Author: Tero Sarkkinen
Executive Vice President of Sales and Marketing for Futuremark Corporation
February 14th, 2003 Date:
Futuremark’s Response to 3DMark®03 Discussion
3DMark®03 launch has been a great success and it has been received enthusiastically by the computer industry worldwide. There is active discussion about the product. We have analyzed the concerns that have been raised and found that many of those are without merit. In this document, we review the key facts of 3DMark03.
Synthetic Benchmark Versus Games as Benchmarks
3DMark03 is a synthetic benchmark that is designed for the sole purpose of enabling objective performance measurement of DirectX® 9 compatible hardware today. There are no other significant DirectX 9 applications published yet, and the most awaited DirectX 9 game is most likely at least six months away. 3DMark03 is a forward-looking tool that provides unique value to consumers in the form of impartial information to support their purchasing decisions today.

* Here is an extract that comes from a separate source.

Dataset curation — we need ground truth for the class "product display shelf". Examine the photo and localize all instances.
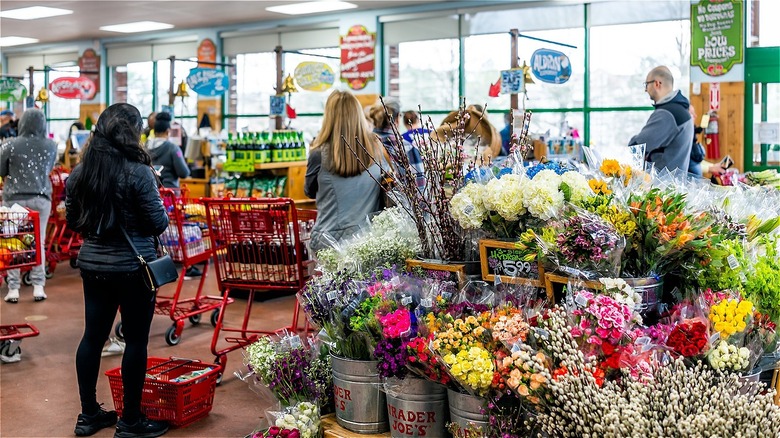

We continue to recommend to independent testers to complement their analysis by using published games in measuring performance. However, it has to be noted that those results are valid only for that game, whereas 3DMark03 can provide a forward-looking overall view of the performance and features of the hardware.
Additionally, benchmarks in games have not necessarily been created with the same diligence and attention to detail that Futuremark puts into ensuring the benchmark's independence and reliability. Games may contain specifically created code paths for different vendors' products; either for marketing or application compatibility reasons, invalidating at least the generalization of measured results to other games. Well-built synthetic benchmarks measure computer hardware performance within a specific usage area in an impartial way. Only good synthetic benchmarks enable true apples to apples comparisons. 3DMark03 fulfills both criteria.
Our recommendations for correct benchmarking are the following:
Use game benchmarks when you want to find out how fast a certain game runs on your computer; Use 3DMark2001 for a comparable overall performance measurement of DirectX 7 or first generation DirectX 8 compatible hardware; Use 3DMark03 for a comparable overall performance measurement of DirectX 9 compatible hardware
A concern has been expressed, that synthetic benchmarks force hardware manufacturers to optimize drivers for that specific benchmark. Futuremark’s recommendation has always been that default WHQL certified drivers should be used for benchmarking purposes. This is because any specific driver tuning might produce results that are not genuinely comparable. According to 3DMark03 license agreement, any review to be published has to use generally available, shipping versions of products and drivers. Furthermore, 3DMark03 includes advanced analytical tools to enable independent observers to catch any potential questionable driver optimizations. By taking a tough stance against any kind of driver optimization, the media can discourage this practice.
Why Does Game Test 1 Not Use Multitexturing for All Visible Surfaces?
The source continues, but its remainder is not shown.